Les résultats de cette enquête doivent donc encourager les entreprises à investir pour le bien-être au travail, tout en améliorant leur communication en interne. "55 % des salariés ne se sentent pas chez eux au sein de leur organisation, 52 % ont le sentiment qu’ils ne peuvent pas utiliser pleinement leur potentiel et 45 % ne se sentent pas en sécurité, poursuit-il. L’un des problèmes majeurs semble être celui de la communication.
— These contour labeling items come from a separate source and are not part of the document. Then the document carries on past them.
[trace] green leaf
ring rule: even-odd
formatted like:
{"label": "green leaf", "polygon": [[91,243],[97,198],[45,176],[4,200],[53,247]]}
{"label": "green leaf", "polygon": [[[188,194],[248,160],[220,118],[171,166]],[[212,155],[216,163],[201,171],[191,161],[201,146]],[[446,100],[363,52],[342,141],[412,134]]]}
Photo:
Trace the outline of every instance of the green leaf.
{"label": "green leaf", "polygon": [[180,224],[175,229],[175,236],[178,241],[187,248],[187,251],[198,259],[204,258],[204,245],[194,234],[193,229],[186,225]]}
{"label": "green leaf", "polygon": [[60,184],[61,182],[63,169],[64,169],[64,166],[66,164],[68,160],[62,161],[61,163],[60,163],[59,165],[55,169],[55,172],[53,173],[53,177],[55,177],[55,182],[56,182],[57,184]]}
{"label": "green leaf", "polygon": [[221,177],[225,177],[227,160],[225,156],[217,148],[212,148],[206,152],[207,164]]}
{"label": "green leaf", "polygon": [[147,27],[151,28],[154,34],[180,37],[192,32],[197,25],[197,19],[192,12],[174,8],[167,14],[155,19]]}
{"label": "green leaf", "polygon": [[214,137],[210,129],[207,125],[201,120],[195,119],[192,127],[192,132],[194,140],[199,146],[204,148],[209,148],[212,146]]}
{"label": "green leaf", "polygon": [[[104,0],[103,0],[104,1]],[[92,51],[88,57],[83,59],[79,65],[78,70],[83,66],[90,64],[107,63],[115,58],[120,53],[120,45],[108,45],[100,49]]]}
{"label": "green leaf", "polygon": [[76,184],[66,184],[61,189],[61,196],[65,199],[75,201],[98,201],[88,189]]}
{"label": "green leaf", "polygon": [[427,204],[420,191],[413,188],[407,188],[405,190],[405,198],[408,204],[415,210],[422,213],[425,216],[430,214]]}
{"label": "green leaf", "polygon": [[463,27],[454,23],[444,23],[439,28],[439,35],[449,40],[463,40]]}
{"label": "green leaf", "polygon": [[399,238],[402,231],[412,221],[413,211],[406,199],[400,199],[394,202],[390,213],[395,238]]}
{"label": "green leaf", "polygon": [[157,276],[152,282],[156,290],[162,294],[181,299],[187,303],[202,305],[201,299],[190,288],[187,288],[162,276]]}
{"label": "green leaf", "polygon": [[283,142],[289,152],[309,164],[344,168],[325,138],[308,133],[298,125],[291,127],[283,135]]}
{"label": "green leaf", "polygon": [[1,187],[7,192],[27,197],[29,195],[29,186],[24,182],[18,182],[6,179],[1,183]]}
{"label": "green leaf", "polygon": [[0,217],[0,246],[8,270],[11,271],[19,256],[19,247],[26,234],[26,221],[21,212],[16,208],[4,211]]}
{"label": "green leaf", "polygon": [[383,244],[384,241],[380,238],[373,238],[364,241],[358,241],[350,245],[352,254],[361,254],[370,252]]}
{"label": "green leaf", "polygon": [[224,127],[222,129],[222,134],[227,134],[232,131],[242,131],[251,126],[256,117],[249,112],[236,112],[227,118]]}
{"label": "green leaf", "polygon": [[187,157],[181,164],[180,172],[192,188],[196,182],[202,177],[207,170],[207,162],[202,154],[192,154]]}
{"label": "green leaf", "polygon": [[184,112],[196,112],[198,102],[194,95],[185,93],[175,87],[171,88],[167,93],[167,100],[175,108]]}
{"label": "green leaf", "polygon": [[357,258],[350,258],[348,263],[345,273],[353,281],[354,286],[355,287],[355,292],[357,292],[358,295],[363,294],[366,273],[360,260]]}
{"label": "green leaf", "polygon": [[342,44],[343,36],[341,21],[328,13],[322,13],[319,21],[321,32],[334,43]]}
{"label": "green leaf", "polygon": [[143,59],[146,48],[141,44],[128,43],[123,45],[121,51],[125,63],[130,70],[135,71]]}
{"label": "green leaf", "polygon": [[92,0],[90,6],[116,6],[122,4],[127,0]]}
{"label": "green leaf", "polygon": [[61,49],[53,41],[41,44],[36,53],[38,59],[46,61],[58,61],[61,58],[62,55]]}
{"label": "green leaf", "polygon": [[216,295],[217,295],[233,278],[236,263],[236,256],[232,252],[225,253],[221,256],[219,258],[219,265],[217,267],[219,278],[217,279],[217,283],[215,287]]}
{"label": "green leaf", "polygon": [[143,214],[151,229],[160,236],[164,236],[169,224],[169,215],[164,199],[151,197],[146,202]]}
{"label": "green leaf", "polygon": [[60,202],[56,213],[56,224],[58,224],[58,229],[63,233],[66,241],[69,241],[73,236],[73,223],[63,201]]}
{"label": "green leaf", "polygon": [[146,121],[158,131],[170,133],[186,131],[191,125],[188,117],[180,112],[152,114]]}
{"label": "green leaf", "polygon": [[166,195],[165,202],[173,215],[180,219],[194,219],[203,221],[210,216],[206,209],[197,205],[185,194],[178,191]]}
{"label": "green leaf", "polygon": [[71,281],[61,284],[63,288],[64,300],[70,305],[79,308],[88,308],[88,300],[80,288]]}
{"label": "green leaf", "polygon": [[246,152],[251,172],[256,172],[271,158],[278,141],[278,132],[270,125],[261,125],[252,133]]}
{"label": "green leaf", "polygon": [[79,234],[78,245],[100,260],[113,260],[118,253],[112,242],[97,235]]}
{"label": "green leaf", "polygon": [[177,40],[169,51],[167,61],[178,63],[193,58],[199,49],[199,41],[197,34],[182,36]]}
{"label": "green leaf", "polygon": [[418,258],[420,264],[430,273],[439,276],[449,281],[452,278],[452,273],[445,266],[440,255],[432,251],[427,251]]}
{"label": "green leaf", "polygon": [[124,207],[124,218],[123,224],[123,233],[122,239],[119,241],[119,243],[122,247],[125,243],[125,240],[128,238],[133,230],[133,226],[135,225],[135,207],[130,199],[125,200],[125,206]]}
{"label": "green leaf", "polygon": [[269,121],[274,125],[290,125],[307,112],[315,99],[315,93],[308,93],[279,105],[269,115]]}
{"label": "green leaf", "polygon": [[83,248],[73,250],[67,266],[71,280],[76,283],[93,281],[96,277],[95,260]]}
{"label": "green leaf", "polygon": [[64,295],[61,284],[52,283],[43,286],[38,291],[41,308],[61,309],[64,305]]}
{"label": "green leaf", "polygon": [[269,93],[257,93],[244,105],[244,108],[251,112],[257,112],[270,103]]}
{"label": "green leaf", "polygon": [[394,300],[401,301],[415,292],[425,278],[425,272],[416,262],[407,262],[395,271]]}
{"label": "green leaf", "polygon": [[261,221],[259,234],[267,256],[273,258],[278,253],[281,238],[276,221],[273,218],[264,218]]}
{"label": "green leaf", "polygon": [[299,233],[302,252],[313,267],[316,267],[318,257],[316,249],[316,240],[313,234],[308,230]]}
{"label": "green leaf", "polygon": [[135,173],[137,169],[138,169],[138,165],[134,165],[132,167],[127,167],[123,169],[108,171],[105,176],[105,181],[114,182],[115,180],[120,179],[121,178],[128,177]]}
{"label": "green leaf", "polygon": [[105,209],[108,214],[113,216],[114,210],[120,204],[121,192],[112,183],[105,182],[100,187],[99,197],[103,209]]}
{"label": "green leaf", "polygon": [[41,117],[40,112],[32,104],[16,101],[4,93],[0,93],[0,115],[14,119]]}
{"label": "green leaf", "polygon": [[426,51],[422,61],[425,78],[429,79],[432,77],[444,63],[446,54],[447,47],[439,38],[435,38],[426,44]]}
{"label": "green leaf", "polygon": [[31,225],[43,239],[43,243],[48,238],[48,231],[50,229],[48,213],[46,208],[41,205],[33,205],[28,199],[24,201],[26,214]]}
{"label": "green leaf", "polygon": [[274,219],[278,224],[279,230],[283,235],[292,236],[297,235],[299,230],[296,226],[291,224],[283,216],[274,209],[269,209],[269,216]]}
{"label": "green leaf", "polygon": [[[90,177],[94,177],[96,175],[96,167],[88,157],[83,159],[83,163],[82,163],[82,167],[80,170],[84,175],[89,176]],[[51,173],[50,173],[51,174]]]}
Il ressort également que 13 % des entreprises ne prennent aucune initiative en matière de santé. La chose se répète au niveau de la santé émotionnelle avec 18 % des employeurs qui ne prennent aucune initiative dans ce domaine même chose en ce qui concerne la flexibilité au travail avec un pourcentage qui atteint 12%."

"Le Covid-19 a été un véritable test de résistance pour un grand nombre d’entreprises"

Aussi, les entreprises qui avaient déjà un vaste programme de vitalité se sont avérées plus rapides et plus énergiques pour aborder la crise du coronavirus. L’étude d’AON montre, par exemple, que ces entreprises encouragent davantage leur personnel à travailler à domicile (63 %) et que davantage de mesures (6,1 en moyenne) ont été prises pour minimiser l’impact du Covid-19 sur l’entreprise. "Dans les autres entreprises les chiffres sont bien inférieurs, avec seulement 1 entreprise sur 3 qui a encouragé le travail à domicile et une moyenne de seulement 2,6 mesures de minimisation des risques", détaille aussi l'étude.

"Le Covid-19 a été un véritable test de résistance pour un grand nombre d’entreprises, qui ont essayé de maintenir le niveau de la motivation, de la production et de la qualité du travail presté à un niveau élevé tout en travaillant à distance. Pour promouvoir ceci dans le climat actuel, il faut un leadership basé sur les quatre grands C : communication, collégialité, connexion et « care » (attention). Les entreprises qui y prêtent attention préservent mieux le niveau de résilience de leurs salariés, ce qui aura comme conséquence que l’entreprise et le salarié digéreront mieux cette crise du coronavirus, explique l’experte en bien-être Ann De Bisschop. Les entreprises qui n’investissent pas davantage dans la vitalité de leur personnel feront face, une année après le début de la crise du Covid-19, à une vague de burn-out et de bore-out."